# Just got uber delivery invite



## Reversoul (Feb 8, 2016)

The email said I was approved to be a delivery Driver for uber because I'm a "top rated driver". It said not to foward the email cause it was by invitation only. Any way, after a video and quiz, it said all I needed to do was visit the Atlanta office to pick up my hot bag which apparently requires a $17 deposit lol. Has anyone else in Atlanta gotten this email? It sounds much better than driving pax. I think packages and food will be much quieter and be less demanding. Though, I'll still have ride request too. Now I'll be getting delivery and ride requests.


----------



## andaas (May 19, 2015)

I received invite here in Dallas. Didn't sign up, DoorDash is enough for me and I don't have to deal with switching to passenger rides when my car smells like Chick-Fil-A.


----------



## Reversoul (Feb 8, 2016)

andaas said:


> I received invite here in Dallas. Didn't sign up, DoorDash is enough for me and I don't have to deal with switching to passenger rides when my car smells like Chick-Fil-A.


When I delivered pizzas, the food went in the trunk. As will be the case when I deliver food for uber. No smell in the car and the food doesn't fly off the seats.


----------



## Tequila Jake (Jan 28, 2016)

andaas said:


> I received invite here in Dallas. Didn't sign up, DoorDash is enough for me and I don't have to deal with switching to passenger rides when my car smells like Chick-Fil-A.


Agreed ... Even with Ozmium, I have to air my car out at least a half hour after DoorDash before taking passengers.

A Red Lobster call for fried shrimp makes it even longer.

FYI to the OP, PostMates gives you a hot bag for free and DoorDash only charges about $10. Or you can use your own if you happen to have one.


----------



## andaas (May 19, 2015)

DoorDash provided my bag for free also (Dallas).


----------



## nighthawk398 (Jul 21, 2015)

Reversoul said:


> When I delivered pizzas, the food went in the trunk. As will be the case when I deliver food for uber. No smell in the car and the food doesn't fly off the seats.


I have a SUV so the trunk space is pretty open to the car space


----------



## Teksaz (Mar 16, 2015)

I would rather have some food smell compared to some of the pax that I pick up. Straight up a$$ takes longer to dissipate than any fish you might pick up. 

Y'all makin any money delivering food?


----------



## andaas (May 19, 2015)

Food tips far more often than people. (No idea about food on Uber's platform, just speaking from other food platforms).

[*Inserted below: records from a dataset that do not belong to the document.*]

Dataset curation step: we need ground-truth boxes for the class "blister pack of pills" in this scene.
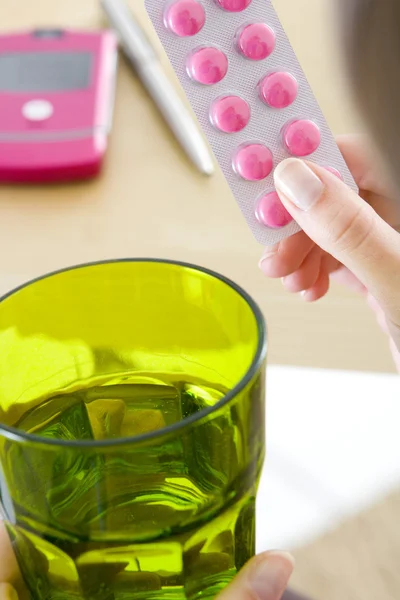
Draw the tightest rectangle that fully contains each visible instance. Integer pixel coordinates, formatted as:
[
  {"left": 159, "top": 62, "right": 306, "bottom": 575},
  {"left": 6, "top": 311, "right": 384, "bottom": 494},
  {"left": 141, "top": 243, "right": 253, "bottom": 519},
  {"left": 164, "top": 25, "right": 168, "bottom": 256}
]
[{"left": 145, "top": 0, "right": 357, "bottom": 246}]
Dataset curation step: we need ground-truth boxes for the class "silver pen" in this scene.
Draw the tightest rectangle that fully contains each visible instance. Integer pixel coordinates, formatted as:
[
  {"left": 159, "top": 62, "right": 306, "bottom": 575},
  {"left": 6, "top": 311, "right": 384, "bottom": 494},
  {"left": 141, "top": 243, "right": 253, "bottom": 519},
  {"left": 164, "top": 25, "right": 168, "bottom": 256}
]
[{"left": 101, "top": 0, "right": 214, "bottom": 175}]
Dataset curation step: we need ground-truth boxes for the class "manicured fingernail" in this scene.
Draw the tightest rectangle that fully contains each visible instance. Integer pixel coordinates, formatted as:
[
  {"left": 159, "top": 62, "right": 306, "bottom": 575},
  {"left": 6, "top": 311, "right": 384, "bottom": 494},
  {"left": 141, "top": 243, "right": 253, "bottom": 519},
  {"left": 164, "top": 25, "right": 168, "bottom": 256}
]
[
  {"left": 249, "top": 552, "right": 294, "bottom": 600},
  {"left": 0, "top": 583, "right": 18, "bottom": 600},
  {"left": 274, "top": 158, "right": 324, "bottom": 211},
  {"left": 258, "top": 244, "right": 279, "bottom": 271}
]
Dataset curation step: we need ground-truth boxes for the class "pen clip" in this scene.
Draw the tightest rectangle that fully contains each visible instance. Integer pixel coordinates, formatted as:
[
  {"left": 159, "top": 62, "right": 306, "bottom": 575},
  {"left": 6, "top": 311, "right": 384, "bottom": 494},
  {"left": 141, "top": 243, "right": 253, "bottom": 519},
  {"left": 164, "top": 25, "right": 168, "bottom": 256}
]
[{"left": 101, "top": 0, "right": 157, "bottom": 69}]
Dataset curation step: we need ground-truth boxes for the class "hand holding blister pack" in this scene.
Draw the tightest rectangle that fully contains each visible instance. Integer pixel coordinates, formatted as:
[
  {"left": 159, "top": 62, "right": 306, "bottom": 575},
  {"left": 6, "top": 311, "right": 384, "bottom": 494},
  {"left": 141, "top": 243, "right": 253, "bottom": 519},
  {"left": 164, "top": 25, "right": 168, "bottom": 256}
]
[{"left": 145, "top": 0, "right": 357, "bottom": 246}]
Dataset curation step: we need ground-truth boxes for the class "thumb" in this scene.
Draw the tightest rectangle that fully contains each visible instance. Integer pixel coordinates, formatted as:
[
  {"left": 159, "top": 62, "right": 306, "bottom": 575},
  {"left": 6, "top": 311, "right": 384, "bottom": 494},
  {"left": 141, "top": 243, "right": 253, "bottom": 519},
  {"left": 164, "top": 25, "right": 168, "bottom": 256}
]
[
  {"left": 274, "top": 158, "right": 400, "bottom": 321},
  {"left": 217, "top": 552, "right": 294, "bottom": 600}
]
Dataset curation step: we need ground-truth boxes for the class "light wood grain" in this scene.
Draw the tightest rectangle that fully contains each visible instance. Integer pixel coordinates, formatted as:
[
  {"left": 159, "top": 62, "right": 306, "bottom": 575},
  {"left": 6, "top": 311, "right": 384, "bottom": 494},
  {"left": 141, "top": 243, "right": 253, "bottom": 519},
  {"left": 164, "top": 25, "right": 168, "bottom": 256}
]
[{"left": 0, "top": 0, "right": 392, "bottom": 371}]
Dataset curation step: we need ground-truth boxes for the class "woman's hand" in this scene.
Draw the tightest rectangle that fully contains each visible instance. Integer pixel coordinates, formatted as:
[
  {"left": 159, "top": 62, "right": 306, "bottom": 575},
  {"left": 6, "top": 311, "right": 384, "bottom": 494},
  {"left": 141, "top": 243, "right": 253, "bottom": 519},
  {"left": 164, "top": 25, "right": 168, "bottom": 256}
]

Just be careful with tips from soup, it's hard to get out of the carpet. *rimshot*


----------



## wethepeople (Oct 10, 2015)

yah.. I'm just asking myself : "did I really go that far to end up as delievery boy??
That's something I would consider if i was too young still to drive cabs, limos or real trucks.

For some people it may work, but not for me. I am high rated as well so I received the invitation for Access which is not more money and even more work than X, but helping people with disabilities at least feels good, so I am proud about the "extra" work


----------



## Yarddude11 (May 12, 2015)

Thats the only thing I liked about Uber was helping the disabled. Now we can kill them with pizza.


----------